A retriever is an interface that returns documents given an unstructured query.

# Create a retriever from the Chroma database (vectordb) with search parameters
# The value of "k" determines the number of nearest neighbors to retrieve.
retriever = vectordb.as_retriever(search_kwargs={"k": 3})

Setting Up a Retrieval-Based Question-Answering System with Local Language Model and Retrieval Component

# Create a Question-Answer (QA) chain for retrieval-based QA using specified components
# - 'llm' is the local language model (LLM)
# - 'chain_type' specifies the type of QA chain (e.g., "stuff")
# - 'retriever' is the retrieval component used for finding relevant documents
# - 'return_source_documents=True' indicates that source documents will be returned along with the answer.
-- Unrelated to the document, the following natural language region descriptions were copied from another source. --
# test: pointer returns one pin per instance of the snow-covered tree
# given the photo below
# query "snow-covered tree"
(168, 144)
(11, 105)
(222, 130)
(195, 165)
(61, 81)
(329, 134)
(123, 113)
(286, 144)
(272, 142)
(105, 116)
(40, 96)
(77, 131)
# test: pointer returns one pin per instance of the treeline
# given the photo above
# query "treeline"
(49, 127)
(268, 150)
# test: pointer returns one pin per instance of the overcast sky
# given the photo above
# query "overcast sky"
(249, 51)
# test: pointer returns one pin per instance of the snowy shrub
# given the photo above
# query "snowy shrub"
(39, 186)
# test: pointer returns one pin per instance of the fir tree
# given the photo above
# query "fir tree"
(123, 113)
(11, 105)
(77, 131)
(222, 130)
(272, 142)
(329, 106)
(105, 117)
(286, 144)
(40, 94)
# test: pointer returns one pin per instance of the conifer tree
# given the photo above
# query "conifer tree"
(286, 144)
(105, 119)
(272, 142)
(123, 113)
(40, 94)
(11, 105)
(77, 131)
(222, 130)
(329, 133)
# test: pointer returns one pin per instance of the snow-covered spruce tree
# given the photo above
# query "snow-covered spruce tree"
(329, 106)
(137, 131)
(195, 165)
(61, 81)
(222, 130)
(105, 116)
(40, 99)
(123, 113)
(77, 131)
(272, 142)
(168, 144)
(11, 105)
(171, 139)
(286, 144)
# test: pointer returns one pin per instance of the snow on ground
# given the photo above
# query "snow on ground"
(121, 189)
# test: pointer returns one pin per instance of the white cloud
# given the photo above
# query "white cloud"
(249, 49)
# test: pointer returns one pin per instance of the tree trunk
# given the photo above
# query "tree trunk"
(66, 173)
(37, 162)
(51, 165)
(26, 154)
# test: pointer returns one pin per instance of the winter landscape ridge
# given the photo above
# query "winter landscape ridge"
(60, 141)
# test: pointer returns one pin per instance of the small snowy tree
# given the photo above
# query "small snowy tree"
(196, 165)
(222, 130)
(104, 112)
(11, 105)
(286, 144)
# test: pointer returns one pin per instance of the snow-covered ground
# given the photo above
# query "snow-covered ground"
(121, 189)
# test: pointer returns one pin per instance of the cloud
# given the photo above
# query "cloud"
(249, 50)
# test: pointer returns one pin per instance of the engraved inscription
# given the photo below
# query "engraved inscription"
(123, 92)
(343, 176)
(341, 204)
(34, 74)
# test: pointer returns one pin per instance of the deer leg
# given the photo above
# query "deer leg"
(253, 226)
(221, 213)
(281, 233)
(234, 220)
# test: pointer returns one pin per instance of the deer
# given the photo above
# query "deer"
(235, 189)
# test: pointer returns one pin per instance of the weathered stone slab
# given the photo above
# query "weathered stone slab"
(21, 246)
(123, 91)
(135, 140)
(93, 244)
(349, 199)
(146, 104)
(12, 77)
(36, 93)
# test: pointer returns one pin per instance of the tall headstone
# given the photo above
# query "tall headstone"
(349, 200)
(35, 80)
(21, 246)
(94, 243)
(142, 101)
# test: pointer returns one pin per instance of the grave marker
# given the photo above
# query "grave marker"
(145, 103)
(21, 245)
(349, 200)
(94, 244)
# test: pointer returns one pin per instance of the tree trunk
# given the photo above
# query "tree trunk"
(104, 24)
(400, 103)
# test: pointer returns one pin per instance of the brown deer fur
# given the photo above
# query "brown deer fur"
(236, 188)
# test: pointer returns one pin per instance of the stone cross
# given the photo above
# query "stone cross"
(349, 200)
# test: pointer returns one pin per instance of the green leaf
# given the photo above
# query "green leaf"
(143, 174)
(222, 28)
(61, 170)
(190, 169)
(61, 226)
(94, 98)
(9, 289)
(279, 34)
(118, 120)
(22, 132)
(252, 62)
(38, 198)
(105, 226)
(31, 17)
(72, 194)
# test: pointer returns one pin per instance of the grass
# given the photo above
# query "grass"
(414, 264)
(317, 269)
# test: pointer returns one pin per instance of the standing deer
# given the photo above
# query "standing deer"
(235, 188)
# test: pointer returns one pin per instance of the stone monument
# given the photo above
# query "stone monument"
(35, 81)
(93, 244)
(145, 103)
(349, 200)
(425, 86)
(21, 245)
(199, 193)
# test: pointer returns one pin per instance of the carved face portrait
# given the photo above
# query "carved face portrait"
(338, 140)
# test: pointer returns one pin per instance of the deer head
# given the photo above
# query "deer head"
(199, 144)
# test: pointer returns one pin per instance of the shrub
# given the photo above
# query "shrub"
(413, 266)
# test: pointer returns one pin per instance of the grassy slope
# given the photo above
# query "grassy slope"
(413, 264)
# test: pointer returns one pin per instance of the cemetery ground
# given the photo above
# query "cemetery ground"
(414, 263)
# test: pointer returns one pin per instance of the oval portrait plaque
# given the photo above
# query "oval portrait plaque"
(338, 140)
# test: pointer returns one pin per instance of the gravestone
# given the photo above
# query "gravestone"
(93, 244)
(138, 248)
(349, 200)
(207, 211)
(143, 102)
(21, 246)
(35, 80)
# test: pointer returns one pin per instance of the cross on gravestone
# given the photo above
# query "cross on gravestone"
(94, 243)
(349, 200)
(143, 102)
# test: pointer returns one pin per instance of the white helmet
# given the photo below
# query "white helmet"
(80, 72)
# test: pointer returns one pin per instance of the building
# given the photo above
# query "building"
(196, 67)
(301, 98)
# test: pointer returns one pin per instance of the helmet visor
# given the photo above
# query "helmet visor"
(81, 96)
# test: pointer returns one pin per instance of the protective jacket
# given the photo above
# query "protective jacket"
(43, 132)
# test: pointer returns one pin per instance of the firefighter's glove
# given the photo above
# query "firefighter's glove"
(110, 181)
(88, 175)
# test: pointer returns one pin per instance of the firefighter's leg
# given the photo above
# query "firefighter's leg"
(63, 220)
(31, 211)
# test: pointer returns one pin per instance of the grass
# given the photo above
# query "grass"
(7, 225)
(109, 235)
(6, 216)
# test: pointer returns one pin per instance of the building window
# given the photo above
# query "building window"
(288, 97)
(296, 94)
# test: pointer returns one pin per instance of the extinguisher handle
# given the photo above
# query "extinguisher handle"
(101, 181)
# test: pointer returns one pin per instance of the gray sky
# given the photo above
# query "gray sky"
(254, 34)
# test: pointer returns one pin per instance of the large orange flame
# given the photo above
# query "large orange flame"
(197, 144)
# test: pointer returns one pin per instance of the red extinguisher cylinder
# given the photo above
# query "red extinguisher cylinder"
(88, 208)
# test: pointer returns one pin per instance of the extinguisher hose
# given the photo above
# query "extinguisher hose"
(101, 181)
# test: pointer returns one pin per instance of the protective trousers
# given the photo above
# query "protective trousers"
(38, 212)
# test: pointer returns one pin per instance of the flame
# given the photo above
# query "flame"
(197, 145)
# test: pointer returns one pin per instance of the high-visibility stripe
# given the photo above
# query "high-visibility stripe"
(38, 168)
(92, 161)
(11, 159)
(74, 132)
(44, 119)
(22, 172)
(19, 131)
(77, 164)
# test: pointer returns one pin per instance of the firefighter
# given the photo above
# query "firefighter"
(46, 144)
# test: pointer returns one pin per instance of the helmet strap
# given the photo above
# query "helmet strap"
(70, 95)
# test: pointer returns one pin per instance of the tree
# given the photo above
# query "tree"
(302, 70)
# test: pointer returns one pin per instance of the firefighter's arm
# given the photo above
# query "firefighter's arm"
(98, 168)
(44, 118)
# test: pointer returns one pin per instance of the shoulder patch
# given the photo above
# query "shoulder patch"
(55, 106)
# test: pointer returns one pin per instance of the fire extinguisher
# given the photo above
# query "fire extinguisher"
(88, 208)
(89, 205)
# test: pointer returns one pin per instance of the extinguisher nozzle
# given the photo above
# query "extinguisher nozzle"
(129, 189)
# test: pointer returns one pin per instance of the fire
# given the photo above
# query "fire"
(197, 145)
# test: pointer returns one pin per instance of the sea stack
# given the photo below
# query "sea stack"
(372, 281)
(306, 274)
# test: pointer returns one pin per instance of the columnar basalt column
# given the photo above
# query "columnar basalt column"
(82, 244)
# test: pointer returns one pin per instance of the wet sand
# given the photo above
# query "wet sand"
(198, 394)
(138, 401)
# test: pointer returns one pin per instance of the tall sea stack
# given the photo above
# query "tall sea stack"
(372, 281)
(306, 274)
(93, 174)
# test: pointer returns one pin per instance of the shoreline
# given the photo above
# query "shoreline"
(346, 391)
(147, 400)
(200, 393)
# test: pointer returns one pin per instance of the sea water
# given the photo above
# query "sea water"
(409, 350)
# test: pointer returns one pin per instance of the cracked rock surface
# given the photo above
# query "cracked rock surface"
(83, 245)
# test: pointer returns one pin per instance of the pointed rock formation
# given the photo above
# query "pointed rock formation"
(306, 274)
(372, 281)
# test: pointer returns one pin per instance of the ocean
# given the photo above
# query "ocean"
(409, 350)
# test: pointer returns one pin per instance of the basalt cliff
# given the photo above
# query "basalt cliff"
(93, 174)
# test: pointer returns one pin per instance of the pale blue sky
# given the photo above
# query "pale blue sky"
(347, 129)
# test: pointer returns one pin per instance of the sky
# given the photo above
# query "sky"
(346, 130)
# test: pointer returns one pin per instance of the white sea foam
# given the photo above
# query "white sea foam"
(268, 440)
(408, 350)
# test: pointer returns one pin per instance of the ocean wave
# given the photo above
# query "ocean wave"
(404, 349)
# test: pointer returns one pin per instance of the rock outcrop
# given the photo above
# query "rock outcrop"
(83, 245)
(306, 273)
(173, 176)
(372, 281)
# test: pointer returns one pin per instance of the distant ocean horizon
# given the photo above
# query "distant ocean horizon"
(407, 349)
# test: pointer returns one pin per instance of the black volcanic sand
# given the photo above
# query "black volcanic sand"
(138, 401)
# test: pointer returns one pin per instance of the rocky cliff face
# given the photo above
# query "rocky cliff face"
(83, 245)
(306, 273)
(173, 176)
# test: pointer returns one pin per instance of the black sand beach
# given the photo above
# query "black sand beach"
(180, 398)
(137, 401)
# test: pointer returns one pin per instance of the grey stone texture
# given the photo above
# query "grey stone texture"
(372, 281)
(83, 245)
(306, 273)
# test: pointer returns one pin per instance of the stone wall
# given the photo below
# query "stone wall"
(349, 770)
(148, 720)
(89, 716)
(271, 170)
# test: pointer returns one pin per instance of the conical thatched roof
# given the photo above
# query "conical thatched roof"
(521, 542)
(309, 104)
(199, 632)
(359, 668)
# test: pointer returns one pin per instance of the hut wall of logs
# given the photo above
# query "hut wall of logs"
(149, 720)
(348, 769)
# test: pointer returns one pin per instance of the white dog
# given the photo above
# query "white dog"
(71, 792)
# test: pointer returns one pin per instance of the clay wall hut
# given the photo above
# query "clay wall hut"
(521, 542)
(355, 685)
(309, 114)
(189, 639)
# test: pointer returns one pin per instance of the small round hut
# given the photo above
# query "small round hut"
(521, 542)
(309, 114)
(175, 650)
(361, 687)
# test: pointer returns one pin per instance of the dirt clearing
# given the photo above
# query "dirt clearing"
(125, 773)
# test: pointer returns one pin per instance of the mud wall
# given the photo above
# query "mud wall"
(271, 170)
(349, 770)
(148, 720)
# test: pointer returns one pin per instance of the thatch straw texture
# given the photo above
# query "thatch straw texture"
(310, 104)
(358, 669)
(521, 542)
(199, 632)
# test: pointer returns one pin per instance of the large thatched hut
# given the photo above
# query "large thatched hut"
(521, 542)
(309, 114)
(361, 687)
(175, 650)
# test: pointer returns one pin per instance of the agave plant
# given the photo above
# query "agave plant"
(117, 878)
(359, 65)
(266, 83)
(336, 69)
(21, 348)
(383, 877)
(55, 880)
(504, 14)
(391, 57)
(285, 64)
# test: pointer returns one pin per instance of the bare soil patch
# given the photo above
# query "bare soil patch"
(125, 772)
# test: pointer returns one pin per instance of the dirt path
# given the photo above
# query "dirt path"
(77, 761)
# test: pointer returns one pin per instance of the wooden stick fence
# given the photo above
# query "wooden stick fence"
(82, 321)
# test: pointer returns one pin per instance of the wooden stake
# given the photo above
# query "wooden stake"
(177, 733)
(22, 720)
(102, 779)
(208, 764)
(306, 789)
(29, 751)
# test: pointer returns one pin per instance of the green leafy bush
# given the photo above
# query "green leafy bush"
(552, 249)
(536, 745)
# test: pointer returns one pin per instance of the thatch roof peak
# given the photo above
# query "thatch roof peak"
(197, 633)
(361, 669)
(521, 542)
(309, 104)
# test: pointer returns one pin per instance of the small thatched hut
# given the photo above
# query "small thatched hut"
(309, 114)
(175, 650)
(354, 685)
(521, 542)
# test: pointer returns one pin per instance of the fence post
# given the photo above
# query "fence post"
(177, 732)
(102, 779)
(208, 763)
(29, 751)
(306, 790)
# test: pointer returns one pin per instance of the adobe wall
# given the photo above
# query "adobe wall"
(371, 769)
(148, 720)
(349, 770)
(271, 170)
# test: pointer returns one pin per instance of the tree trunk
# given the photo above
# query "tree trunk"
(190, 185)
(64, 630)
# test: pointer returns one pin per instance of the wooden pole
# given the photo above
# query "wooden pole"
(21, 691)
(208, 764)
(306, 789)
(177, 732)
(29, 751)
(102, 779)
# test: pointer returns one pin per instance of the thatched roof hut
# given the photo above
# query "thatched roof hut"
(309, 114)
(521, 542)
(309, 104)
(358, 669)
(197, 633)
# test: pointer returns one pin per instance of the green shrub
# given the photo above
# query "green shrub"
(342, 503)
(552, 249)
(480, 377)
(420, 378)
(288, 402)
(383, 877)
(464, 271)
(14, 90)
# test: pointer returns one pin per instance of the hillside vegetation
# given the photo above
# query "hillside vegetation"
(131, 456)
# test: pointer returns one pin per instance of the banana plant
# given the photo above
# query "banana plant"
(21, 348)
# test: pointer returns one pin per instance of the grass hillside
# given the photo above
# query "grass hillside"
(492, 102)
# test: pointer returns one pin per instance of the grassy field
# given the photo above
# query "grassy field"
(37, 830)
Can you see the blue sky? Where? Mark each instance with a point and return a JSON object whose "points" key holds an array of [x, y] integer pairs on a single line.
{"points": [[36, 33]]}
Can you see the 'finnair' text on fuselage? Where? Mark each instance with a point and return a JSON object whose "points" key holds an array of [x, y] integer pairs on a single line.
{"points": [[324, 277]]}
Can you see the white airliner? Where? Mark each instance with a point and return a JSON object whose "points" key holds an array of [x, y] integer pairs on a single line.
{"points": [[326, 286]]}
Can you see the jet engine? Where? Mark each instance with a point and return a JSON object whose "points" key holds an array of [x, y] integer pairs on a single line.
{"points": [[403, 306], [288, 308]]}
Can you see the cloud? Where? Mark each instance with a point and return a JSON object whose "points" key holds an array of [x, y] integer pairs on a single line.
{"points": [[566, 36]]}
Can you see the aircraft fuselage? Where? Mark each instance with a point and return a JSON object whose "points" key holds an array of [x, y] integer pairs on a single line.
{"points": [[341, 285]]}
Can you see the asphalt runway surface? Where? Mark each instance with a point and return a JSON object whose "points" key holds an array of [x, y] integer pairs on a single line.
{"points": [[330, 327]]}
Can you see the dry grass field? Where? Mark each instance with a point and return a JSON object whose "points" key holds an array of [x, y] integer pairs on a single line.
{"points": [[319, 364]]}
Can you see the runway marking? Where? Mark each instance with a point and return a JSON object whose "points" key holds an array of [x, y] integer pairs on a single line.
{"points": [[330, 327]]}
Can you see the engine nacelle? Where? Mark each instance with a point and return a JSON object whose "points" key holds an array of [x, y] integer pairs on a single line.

qa_chain = RetrievalQA.from_chain_type(llm=local_llm, chain_type="stuff", retriever=retriever, return_source_documents=True)

# Example query for the QA chain
query = "What is ReAct Prompting?"

# Use the QA chain to answer the query
llm_response = qa_chain(query)

# Print the response from the QA chain
print(llm_response)

Conclusion

In this article, we have discussed how to use a local language model (LLM) for multi-document retrieval. We have presented a simple but effective approach that uses a vector store to index the documents and the LLM to retrieve the most relevant ones. We have also provided a Colab notebook with a working code to demonstrate our approach.